This article was written on April 12, 2011 by CyberNet.
If you’ve been looking for a light desktop email application I’d give EmailTray a high recommendation. This isn’t something that is designed to replace those full-fledged programs such as Outlook or Thunderbird, but when it comes to a simple mail manager and notifier it does quite well. Plus this will monitor multiple webmail accounts, POP or IMAP, for free.
Looking at the screenshot above you can probably tell that EmailTray does its best to categorize the emails you receive based on what it thinks are important. This reminds me of Gmail’s Priority Inbox, but the nice thing is that it all works locally on your machine. There is no information being sent to their servers, which I’m sure makes users feel more comfortable trying it out.
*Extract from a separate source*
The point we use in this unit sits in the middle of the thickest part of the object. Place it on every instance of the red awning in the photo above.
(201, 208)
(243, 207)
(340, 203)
Having used this app for a few weeks I’d say that it does a decent job of assigning priorities, and in the event it gets something wrong you can always manually change the priority of a particular email.
Here are some of the features they highlight:
- Monitors all email accounts, including those based on Webmail, POP3 and IMAP.
- View and reply to messages.
- Analyzes your read/respond/delete/forward actions, as well as interconnections between email senders, to rank incoming emails by importance.
- Get notified about new important emails with a pop-up ticker and sound.
- Scans the Spam boxes of all your accounts (webmail and Outlook) to recover important messages mistakenly trapped by spam filters.
- Never sends the subject lines nor texts of your emails to its servers. Our smart algorithm will help analyze your email behavior locally on your computer.
It should be noted that in the settings you can configure how notifications work, and whether you only get prompted for one or all of the priority levels. Also, the most frequently you can have it check for new mail is every 5-minutes, which is something that may disappoint those of you that prefer that 1-minute interval that some other apps offer.